Recent Sheridan College grad Dorsa Bidhendi discusses how her portfolio landed her a job fresh out of school, the advantages of having an animation vs. fine arts degree, and what exactly she does as a storyboard revisionist.
Check out Terry Ibele’s Animation Industry Podcast, featuring a new podcast every week focusing on the stories of today’s animation professionals - how they got to where they are and what they learned along the way. Now home to 177 episodes, the podcasts cover all areas of the industry, including storyboarding, writing, animating, directing, visual development, and game design.

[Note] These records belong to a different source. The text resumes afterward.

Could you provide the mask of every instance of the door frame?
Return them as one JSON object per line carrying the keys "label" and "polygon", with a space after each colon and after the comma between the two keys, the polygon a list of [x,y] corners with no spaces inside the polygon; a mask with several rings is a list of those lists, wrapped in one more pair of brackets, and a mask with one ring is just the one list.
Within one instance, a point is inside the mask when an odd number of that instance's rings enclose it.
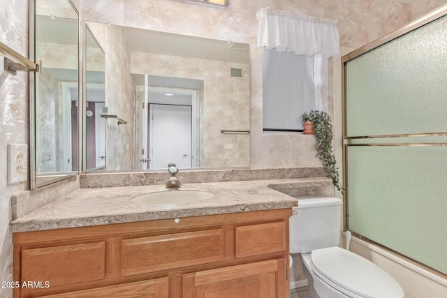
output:
{"label": "door frame", "polygon": [[[179,95],[189,95],[191,96],[191,167],[199,167],[199,156],[197,156],[198,152],[198,127],[197,127],[197,117],[198,117],[198,103],[197,103],[197,89],[189,89],[175,87],[154,87],[148,86],[147,94],[150,92],[156,93],[173,93]],[[150,100],[148,100],[147,105]],[[148,109],[149,110],[149,109]],[[144,114],[144,113],[143,113]],[[149,114],[147,114],[147,120],[149,121]],[[146,124],[147,124],[147,123]],[[146,126],[147,127],[147,126]],[[147,136],[149,137],[149,131],[147,132]],[[149,150],[149,148],[147,149]]]}

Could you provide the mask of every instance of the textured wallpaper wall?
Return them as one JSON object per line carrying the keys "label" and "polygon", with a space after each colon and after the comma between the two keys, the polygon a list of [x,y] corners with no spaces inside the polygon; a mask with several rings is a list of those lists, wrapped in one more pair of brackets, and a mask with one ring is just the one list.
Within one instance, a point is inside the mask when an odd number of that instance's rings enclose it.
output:
{"label": "textured wallpaper wall", "polygon": [[[28,1],[0,0],[0,42],[22,55],[28,53]],[[8,185],[7,144],[28,144],[28,74],[13,75],[0,62],[0,281],[12,281],[12,193],[29,187],[29,183]],[[0,288],[0,297],[8,297],[10,290]]]}
{"label": "textured wallpaper wall", "polygon": [[[312,136],[263,134],[262,50],[256,13],[261,7],[338,20],[342,45],[358,47],[410,20],[410,6],[388,0],[232,0],[228,9],[187,1],[85,0],[82,18],[250,44],[250,159],[252,167],[319,166]],[[331,85],[332,87],[332,85]],[[328,90],[332,114],[333,87]]]}
{"label": "textured wallpaper wall", "polygon": [[[230,9],[181,0],[75,0],[85,20],[250,43],[251,166],[318,165],[304,135],[262,134],[261,50],[256,47],[256,12],[269,6],[339,20],[342,45],[358,47],[445,4],[445,0],[231,0]],[[0,41],[27,55],[28,0],[0,0]],[[6,145],[29,143],[28,75],[0,69],[0,281],[12,280],[11,194],[29,182],[7,185]],[[330,100],[333,92],[330,89]],[[309,158],[309,160],[307,160]],[[0,297],[12,296],[0,288]]]}

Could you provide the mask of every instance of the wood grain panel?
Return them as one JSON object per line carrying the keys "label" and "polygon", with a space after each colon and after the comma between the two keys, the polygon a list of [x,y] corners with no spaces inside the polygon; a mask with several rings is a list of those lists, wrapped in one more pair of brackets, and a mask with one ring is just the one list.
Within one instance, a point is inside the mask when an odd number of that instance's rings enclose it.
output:
{"label": "wood grain panel", "polygon": [[91,290],[40,296],[40,298],[168,298],[167,277]]}
{"label": "wood grain panel", "polygon": [[271,260],[185,274],[183,298],[275,298],[277,271]]}
{"label": "wood grain panel", "polygon": [[244,258],[287,249],[286,222],[236,227],[236,258]]}
{"label": "wood grain panel", "polygon": [[221,261],[224,229],[125,239],[121,273],[129,276]]}
{"label": "wood grain panel", "polygon": [[104,278],[105,243],[24,249],[22,281],[48,281],[50,287]]}

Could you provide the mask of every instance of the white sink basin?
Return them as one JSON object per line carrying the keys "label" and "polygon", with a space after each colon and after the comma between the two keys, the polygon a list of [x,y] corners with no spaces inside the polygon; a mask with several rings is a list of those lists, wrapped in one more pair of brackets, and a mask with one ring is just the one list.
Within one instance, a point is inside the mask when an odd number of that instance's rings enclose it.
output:
{"label": "white sink basin", "polygon": [[147,193],[132,199],[132,202],[140,204],[183,204],[208,199],[214,193],[200,191],[166,190]]}

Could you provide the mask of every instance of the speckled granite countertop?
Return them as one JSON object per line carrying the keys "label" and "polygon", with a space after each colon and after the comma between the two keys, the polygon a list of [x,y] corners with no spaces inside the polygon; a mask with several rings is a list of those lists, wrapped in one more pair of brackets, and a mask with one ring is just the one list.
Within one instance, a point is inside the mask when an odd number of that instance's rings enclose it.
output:
{"label": "speckled granite countertop", "polygon": [[[211,192],[209,199],[182,204],[142,205],[132,199],[166,190],[164,186],[80,188],[10,223],[13,232],[110,223],[291,208],[298,200],[273,188],[309,186],[318,179],[187,184],[183,190]],[[270,187],[269,187],[270,186]]]}

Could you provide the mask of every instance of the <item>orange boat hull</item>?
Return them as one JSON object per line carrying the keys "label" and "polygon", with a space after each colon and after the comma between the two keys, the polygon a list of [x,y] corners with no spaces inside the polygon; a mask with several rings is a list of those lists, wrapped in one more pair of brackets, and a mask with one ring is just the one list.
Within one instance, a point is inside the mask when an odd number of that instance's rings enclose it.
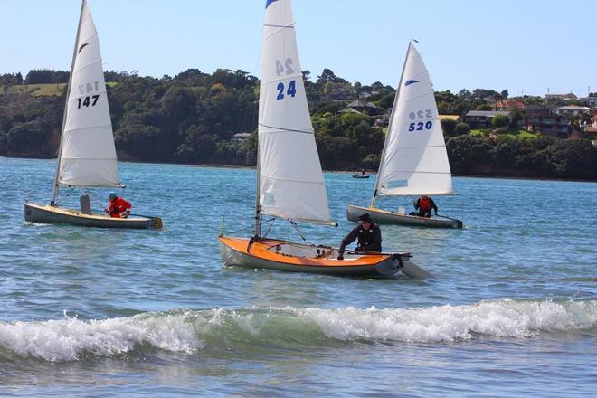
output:
{"label": "orange boat hull", "polygon": [[407,253],[362,255],[348,252],[345,254],[345,260],[337,260],[337,250],[330,247],[309,246],[273,239],[253,242],[247,238],[219,236],[218,239],[220,255],[226,265],[252,269],[343,276],[394,277],[410,264]]}

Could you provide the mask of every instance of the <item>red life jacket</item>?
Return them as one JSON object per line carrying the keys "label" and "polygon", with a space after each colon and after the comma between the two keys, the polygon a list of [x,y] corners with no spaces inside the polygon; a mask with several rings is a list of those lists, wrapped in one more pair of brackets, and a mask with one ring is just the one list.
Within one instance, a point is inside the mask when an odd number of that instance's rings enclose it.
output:
{"label": "red life jacket", "polygon": [[130,204],[121,197],[117,197],[113,201],[109,201],[108,210],[109,216],[113,218],[120,218],[120,213],[125,210],[130,209]]}
{"label": "red life jacket", "polygon": [[429,198],[420,198],[419,199],[419,208],[425,213],[431,211],[431,200]]}

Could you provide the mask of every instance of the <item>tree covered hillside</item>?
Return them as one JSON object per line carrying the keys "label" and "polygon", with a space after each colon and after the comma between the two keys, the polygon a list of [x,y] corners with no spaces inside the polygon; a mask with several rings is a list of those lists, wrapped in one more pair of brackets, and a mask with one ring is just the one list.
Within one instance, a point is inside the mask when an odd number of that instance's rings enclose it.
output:
{"label": "tree covered hillside", "polygon": [[[106,72],[118,158],[147,162],[254,165],[259,81],[242,71],[175,77]],[[330,70],[303,72],[317,148],[327,169],[376,169],[394,89],[352,84]],[[0,75],[0,156],[53,157],[59,146],[68,72],[34,70]],[[44,95],[43,85],[57,95]],[[44,88],[47,89],[47,88]],[[49,90],[43,91],[52,92]],[[440,114],[464,115],[507,91],[436,92]],[[342,112],[361,99],[376,107]],[[443,123],[443,122],[442,122]],[[597,148],[588,140],[473,137],[466,124],[445,121],[456,174],[597,179]],[[251,133],[248,139],[234,137]],[[237,136],[238,137],[238,136]]]}

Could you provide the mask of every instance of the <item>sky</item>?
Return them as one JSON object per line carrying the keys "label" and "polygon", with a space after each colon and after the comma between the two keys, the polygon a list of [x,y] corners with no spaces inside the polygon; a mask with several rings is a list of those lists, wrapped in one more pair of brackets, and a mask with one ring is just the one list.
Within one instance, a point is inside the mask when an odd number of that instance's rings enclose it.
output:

Guests have included Aaron Augenblick, the notorious JJ Villard, Spike & Mike’s Spike Decker, Disney Director John Musker, Sony Lead Animator Humberto Rosa, Cuphead’s Tina Nowracki, Frederator’s Fred Seibert, Tumble Leaf’s Scarlet Nelson, and many others from major animation studios all over the world.
His most recent interview is Episode 177: How to Get Hired as A Storyboard Revisionist with Dorsa Bidhendi
This chat features storyboard revisionist Dorsa Bidhendi, whom Terry Ibele met back in 2018 in Sheridan College’s animation program. A recent graduate, Bidhendi shares how she got her first storyboard revisionist contract fresh out of school.
Tune in to Ibele and Bidhendi to hear:
- The interesting way Bidhendi got her portfolio to stand out to recruiters
- What exactly a storyboard revisionist does
- The advantage Bidhendi had in animation school from a previous fine arts degree
Ibele, himself a stop-motion animator (see AWN’s Fresh Takes piece on his whimsical short, The Silly Duck Wizard, deftly digs into all manner of topics, encouraging interviewees to share insights and opinions on a wide range of topics like pitching shows, marketing your work online, key skills studios look for when they bring on talent in storyboarding, vizdev, character design, and animation.
In 2018, Ibele, who lives in Toronto, decided to quit his career as a Marketer and pursue his love for animation. Since then, he’s become well known for his viral animation productions, which include the previously mentioned Silly Duck Wizard, which is how AWN first came to know him and his work.